深入了解 Lpt 机器将脂多糖运输到细胞表面的机制:LptA-LptC 相互作用和 LptA 稳定性作为组装正确的跨膜复合物的传感器。
New insights into the Lpt machinery for lipopolysaccharide transport to the cell surface: LptA-LptC interaction and LptA stability as sensors of a properly assembled transenvelope complex.
机构信息
Dipartimento di Biotecnologie e Bioscienze, Università di Milano-Bicocca, Milan, Italy.
出版信息
J Bacteriol. 2011 Mar;193(5):1042-53. doi: 10.1128/JB.01037-10. Epub 2010 Dec 17.
Abstract
Lipopolysaccharide (LPS) is a major glycolipid present in the outer membrane (OM) of Gram-negative bacteria. The peculiar permeability barrier of the OM is due to the presence of LPS at the outer leaflet of this membrane that prevents many toxic compounds from entering the cell.
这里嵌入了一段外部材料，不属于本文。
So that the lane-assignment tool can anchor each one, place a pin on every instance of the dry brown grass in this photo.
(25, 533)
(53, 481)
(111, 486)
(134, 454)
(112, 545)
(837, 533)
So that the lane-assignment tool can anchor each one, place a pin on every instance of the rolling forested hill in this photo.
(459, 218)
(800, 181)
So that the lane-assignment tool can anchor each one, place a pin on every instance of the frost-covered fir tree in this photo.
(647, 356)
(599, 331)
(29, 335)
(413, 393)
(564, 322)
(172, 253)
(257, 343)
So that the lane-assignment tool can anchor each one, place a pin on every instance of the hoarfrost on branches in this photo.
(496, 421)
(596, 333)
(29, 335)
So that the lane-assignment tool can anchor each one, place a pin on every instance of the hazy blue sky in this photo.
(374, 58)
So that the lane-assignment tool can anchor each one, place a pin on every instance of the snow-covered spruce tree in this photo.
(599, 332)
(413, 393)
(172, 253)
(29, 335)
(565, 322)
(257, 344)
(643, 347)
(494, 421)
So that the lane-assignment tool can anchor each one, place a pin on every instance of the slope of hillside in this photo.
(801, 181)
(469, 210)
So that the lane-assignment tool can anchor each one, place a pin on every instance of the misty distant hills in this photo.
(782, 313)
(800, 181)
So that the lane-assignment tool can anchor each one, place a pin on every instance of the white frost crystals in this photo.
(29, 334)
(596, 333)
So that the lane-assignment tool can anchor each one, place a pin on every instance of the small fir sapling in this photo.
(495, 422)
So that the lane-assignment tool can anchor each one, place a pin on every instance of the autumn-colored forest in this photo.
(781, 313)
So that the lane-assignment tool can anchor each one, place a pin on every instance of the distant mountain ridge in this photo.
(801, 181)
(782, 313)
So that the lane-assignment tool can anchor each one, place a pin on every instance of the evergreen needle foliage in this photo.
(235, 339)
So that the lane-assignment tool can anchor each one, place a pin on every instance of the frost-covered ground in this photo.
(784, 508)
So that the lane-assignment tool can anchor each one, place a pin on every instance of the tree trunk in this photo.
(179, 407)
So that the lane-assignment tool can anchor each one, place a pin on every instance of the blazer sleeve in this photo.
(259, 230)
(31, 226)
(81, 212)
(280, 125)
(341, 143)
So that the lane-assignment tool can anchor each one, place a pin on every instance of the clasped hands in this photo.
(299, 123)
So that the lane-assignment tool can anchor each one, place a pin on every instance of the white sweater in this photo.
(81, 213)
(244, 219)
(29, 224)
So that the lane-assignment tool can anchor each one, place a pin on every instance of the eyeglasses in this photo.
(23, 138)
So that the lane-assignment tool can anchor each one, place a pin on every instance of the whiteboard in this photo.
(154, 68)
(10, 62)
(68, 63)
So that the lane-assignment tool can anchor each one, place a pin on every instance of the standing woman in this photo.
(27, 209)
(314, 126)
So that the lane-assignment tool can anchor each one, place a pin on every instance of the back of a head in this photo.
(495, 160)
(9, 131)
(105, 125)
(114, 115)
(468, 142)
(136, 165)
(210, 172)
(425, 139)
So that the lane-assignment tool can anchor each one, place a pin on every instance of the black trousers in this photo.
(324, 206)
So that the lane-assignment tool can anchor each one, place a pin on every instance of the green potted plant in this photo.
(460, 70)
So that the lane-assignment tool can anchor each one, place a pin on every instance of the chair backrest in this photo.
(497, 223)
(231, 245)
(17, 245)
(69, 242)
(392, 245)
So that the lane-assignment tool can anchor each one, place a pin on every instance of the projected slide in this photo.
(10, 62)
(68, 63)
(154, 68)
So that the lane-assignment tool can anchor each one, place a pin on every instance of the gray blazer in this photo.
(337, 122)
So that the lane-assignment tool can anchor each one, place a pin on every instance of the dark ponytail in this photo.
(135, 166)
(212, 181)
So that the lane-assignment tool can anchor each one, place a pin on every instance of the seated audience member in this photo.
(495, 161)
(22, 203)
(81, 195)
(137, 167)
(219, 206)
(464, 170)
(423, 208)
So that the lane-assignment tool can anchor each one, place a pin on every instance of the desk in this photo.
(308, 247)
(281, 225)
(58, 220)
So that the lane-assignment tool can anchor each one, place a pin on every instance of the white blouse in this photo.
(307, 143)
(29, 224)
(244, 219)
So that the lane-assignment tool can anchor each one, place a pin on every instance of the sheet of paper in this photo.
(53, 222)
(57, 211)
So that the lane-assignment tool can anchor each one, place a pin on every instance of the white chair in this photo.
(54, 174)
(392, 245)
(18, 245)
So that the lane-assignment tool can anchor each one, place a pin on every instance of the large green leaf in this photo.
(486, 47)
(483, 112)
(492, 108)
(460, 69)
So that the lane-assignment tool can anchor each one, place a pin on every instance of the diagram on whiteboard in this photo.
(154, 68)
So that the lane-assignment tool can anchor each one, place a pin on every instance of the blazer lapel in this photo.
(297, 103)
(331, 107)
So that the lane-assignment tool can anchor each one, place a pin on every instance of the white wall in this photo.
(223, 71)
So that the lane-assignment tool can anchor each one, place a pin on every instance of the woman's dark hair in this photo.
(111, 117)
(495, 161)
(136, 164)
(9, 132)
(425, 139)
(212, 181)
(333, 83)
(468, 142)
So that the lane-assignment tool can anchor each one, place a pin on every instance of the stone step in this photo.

In Escherichia coli LPS synthesized inside the cell is first translocated over the inner membrane (IM) by the essential MsbA flippase; then, seven essential Lpt proteins located in the IM (LptBCDF), in the periplasm (LptA), and in the OM (LptDE) are responsible for LPS transport across the periplasmic space and its assembly at the cell surface. The Lpt proteins constitute a transenvelope complex spanning IM and OM that appears to operate as a single device. We show here that in vivo LptA and LptC physically interact, forming a stable complex and, based on the analysis of loss-of-function mutations in LptC, we suggest that the C-terminal region of LptC is implicated in LptA binding. Moreover, we show that defects in Lpt components of either IM or OM result in LptA degradation; thus, LptA abundance in the cell appears to be a marker of properly bridged IM and OM. Collectively, our data support the recently proposed transenvelope model for LPS transport.
摘要
脂多糖(LPS)是革兰氏阴性细菌外膜(OM)中存在的主要糖脂。OM 的特殊渗透屏障是由于 LPS 存在于该膜的外叶,防止许多有毒化合物进入细胞。在大肠杆菌中,细胞内合成的 LPS 首先由必需的 MsbA 翻转酶跨内膜(IM)转运;然后,位于 IM(LptBCDF)、周质(LptA)和 OM(LptDE)中的七个必需的 Lpt 蛋白负责 LPS 在周质空间的转运及其在细胞表面的组装。Lpt 蛋白构成一个跨内膜和 OM 的包膜复合物,似乎作为一个单一的装置运作。我们在这里表明,LptA 和 LptC 在体内物理相互作用,形成一个稳定的复合物,并且基于对 LptC 功能丧失突变的分析,我们推测 LptC 的 C 末端区域参与 LptA 的结合。此外,我们表明,无论是 IM 还是 OM 的 Lpt 成分的缺陷都会导致 LptA 的降解;因此,细胞中 LptA 的丰度似乎是适当桥接的 IM 和 OM 的标志物。总之,我们的数据支持 LPS 转运的跨包膜模型。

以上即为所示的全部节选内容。